Risen gives the account of the most popular Easter story of Yeshua’s (Cliff Curtis) resurrection from the eyes of a Roman tribune, Clavius (Joseph Fiennes), who is told to seal and guard Yeshua’s tombstone with his life. When Yeshua’s body goes missing, you can just imagine Clavius’ determination to find it.
Even though anyone can predict the outcome of this soldier’s desperate search, Risen does not portray your typical Easter narrative. There are several elements to the storytelling that make the film relevant while still maintaining the feel of the era. Probably the most novel and relevant instrument to the narrative is that it is written in an investigative manner, where the protagonist searches for leads like a detective. Written in a compelling CSI investigative fashion, you are enticed to follow leads of an evangelical account through the eyes of a sceptic. It is an age-old story written for the 21st Century.
Many non-believers may roll their eyes before even considering giving Risen a go. Some believers may too. “Another Easter story?” they will say. “Haven’t I seen this half a million times already” they will add as the theatre attendant hands them their 3D glasses for Kung Fu Panda.
But I think many Christians and non-believing viewers will find this version to be quite unique. First off, Joseph Fiennes does a convincing job at being Clavius. The acting and directing qualities are inseparable as you are drawn into this compelling main character’s perspective, with dynamic angles that make you see the event as Clavius sees it.
Risen also tells a conceivable story where nothing really conflicts with the two-thousand-year-old Biblical narrative, yet the movie’s own narrative is sufficiently open-ended to satisfy an audience without coming off as “preachy”. The script does not rely too much on the dialogue to fill viewers in, instead, the movie takes on a more “show, don’t tell” approach. Therefore, even though the story is labelled as “the most important event in human history”, it is evident that the intention is to make its appeal more universal.
However, even though Risen is a seemingly unbiased and uniquely told story that can reach a more diverse range of people, a religious topic can hardly achieve a unified sense of enjoyment among such a range of viewers. Therefore, both audiences should still keep that in mind. Although Risen is more palatable to non-believers than most faith-based films, non-believers may detect an agenda since there still is an underlying gospel message, even if it is more implied than anything. And on the contrary, believers may end up feeling unsatisfied at a mere implication to the Gospel message, rather than its bolstering. It may be of some value to note that Risen also seems to give more reason to doubt the evangelical account by making the fault of human error seem more plausible.

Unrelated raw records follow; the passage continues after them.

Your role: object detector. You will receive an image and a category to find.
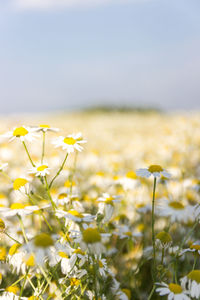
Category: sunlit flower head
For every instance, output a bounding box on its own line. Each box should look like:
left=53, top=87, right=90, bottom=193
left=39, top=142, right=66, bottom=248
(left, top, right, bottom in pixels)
left=3, top=126, right=38, bottom=142
left=29, top=164, right=50, bottom=177
left=136, top=165, right=171, bottom=178
left=53, top=132, right=86, bottom=153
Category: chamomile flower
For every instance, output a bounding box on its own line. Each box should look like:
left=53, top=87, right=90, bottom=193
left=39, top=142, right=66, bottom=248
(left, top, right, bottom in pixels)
left=53, top=132, right=86, bottom=153
left=156, top=282, right=190, bottom=300
left=29, top=164, right=50, bottom=177
left=0, top=163, right=8, bottom=172
left=35, top=124, right=59, bottom=132
left=181, top=270, right=200, bottom=299
left=97, top=193, right=120, bottom=222
left=3, top=126, right=38, bottom=142
left=136, top=165, right=171, bottom=178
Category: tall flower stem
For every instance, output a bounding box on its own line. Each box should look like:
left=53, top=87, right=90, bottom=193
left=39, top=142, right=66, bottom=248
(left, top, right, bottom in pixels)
left=22, top=141, right=35, bottom=167
left=49, top=153, right=68, bottom=189
left=151, top=177, right=156, bottom=283
left=41, top=131, right=45, bottom=164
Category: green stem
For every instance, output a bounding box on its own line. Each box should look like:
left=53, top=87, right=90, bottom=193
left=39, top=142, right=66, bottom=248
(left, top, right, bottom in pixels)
left=49, top=153, right=68, bottom=189
left=151, top=177, right=156, bottom=283
left=147, top=284, right=156, bottom=300
left=41, top=131, right=45, bottom=164
left=18, top=215, right=28, bottom=244
left=22, top=141, right=35, bottom=167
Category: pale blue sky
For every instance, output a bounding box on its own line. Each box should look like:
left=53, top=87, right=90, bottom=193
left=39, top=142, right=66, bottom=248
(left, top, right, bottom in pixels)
left=0, top=0, right=200, bottom=113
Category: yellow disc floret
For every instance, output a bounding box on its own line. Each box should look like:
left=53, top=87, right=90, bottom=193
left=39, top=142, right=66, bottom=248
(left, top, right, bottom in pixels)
left=63, top=137, right=76, bottom=145
left=8, top=243, right=20, bottom=256
left=13, top=178, right=28, bottom=190
left=83, top=228, right=101, bottom=244
left=13, top=127, right=28, bottom=137
left=0, top=247, right=6, bottom=261
left=34, top=233, right=54, bottom=248
left=169, top=283, right=183, bottom=294
left=148, top=165, right=163, bottom=173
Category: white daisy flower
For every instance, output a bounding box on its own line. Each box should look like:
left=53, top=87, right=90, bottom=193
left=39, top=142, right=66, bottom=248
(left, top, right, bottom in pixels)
left=3, top=126, right=38, bottom=142
left=136, top=165, right=171, bottom=178
left=53, top=132, right=86, bottom=153
left=29, top=164, right=50, bottom=177
left=156, top=282, right=190, bottom=300
left=181, top=270, right=200, bottom=299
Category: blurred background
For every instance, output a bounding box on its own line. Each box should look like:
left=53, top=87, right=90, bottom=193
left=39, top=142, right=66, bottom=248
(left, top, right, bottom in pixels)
left=0, top=0, right=200, bottom=115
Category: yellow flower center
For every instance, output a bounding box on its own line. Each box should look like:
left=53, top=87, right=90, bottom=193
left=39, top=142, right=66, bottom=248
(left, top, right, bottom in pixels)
left=0, top=219, right=6, bottom=232
left=187, top=270, right=200, bottom=283
left=13, top=178, right=28, bottom=190
left=0, top=247, right=6, bottom=261
left=169, top=283, right=183, bottom=294
left=34, top=233, right=54, bottom=248
left=37, top=165, right=48, bottom=172
left=25, top=254, right=35, bottom=267
left=58, top=193, right=67, bottom=199
left=148, top=165, right=163, bottom=173
left=8, top=243, right=20, bottom=256
left=83, top=228, right=101, bottom=244
left=63, top=137, right=76, bottom=145
left=126, top=171, right=137, bottom=179
left=10, top=203, right=25, bottom=209
left=70, top=277, right=80, bottom=286
left=124, top=231, right=132, bottom=236
left=5, top=285, right=19, bottom=295
left=68, top=210, right=84, bottom=219
left=156, top=231, right=172, bottom=244
left=74, top=249, right=85, bottom=255
left=190, top=245, right=200, bottom=250
left=13, top=127, right=28, bottom=137
left=39, top=124, right=50, bottom=128
left=99, top=260, right=103, bottom=268
left=122, top=289, right=131, bottom=299
left=169, top=201, right=184, bottom=210
left=58, top=251, right=68, bottom=258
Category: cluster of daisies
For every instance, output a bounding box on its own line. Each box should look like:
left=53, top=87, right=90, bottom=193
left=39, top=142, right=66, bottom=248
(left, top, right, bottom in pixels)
left=0, top=117, right=200, bottom=300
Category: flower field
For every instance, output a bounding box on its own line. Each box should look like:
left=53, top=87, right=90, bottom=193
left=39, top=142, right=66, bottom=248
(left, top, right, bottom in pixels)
left=0, top=112, right=200, bottom=300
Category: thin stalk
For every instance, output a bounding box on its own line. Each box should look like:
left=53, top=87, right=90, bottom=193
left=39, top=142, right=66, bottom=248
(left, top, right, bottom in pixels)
left=41, top=131, right=45, bottom=164
left=22, top=141, right=35, bottom=167
left=49, top=153, right=68, bottom=189
left=147, top=284, right=156, bottom=300
left=151, top=177, right=156, bottom=283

Either way, depending on which side of the fence you are seated, the movie’s intention is not really to sway or inspire anyone’s beliefs. Whatever your conviction, the focus is centered more on the movie’s story rather than the more commonly known Gospel story. Thankfully the documented accounts are not too distorted, like Hollywood historical dramas often tend to be. And I think that writing the story from what we know to be the antagonist’s perspective was probably the writer’s cleverest move.